When did "brick-and-mortar" become an "antonym" of e-commerce?

Based on the above, it would seem that this can be dated back to the mid-'90s.

I don't have an answer for your second question regarding catalog-merchant sales, but that investigation sounds like a whole 'nother story. :)

Solution 3:

The bonding between bricks and mortar traces back to the days of Pyramids or even prior to that. The Free Dictionary citing The American Heritage dictionary refers 'Brick and Mortar' as basic, essential — something physical of this existential world as in Mathew Arnold's essay (1865): "Margate, that brick and mortar image of British Protestantism". It is evident here that phrase has assumed a metaphoric characteristic wherein essential building materials seem to convey matters of greter import of the physical world.

Idiomation confirms that sometime between 1995-'97 the expression 'Brick and Mortar' store was understood by most people to mean a business that did not have an internet presence(e.business) and was doing business in the traditional way. In an article by Anne McCrory: Gibberish Arising from the Web:Dot-com your Brick and Mortar biz (Computer World,March 22, 1999) she is of the view that 'brick and mortar' has been around since the dawn of technology in distinguishing between the real and the emerging— say,the brick and mortar bank branch vs.the electronic unstaffed ATM kisok. But the new meaning of brick and mortar as opposed to the new piece/the ethereal piece/ the e.store/ the on line store/cyber store was just in the air eluding understanding. Uptill now, B & M is just a metaphor suggestive of something of the physical world. It has not evolved into an antonym as yet. Interesting to mention that Copy Editor(vol.11,yr.2000) refers to 1994 usage of B & M as formal structure as opposed to cyberspace.

Strictly speaking, the origin of the internet dates back to 1960s. Thanks to the uphill initiative of the USA, the UK and France. 1980s actually mark the beginning of the transition to the modern Internet.

In his 1984 path breaking novel, NEUROMANCER, William Gibson was able to use brick and mortar ideas to the realm of cyberspace.

A push towards opening the technology to e-commerce is an event from tha mid 1990s. The Harvard Journal of Law and Technology (vol.16,Number-I,Fall2002) presents a kaleidoscopic view on evolution of Internet metaphors- the intenet as Conduit : the information superhighway to 'cyberspace' down to ' Internet as real space. It could have been better if can provide you the 'link' but I fail to. The article presents an interesting reading.
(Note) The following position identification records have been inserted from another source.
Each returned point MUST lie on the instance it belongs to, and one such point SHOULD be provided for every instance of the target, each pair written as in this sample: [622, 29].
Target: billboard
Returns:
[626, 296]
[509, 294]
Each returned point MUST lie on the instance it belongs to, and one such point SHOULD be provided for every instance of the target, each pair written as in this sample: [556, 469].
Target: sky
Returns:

So we can safely attribute that somewhere in the last half of 1990s the internet has evolved into a real space as opposed to B&M. Better we would ascribe it to William Gibson from the date of publication of the ground breaking novel Neuromancer where cyberspace connoted not only a new space but a space so dramatically different from real space— BRICK AND MORTAR space.The date cannot be pegged.

Solution 4:

(First Question) Though e-commerce began in the late 1900s, the term brick-and-mortar probably started becoming the antonym of e-commerce in the past ten years or so as discussed in this article from last year. (A hardware store owner notes major shifts in business from brick-and-mortar to e-commerce in the past 10 years.)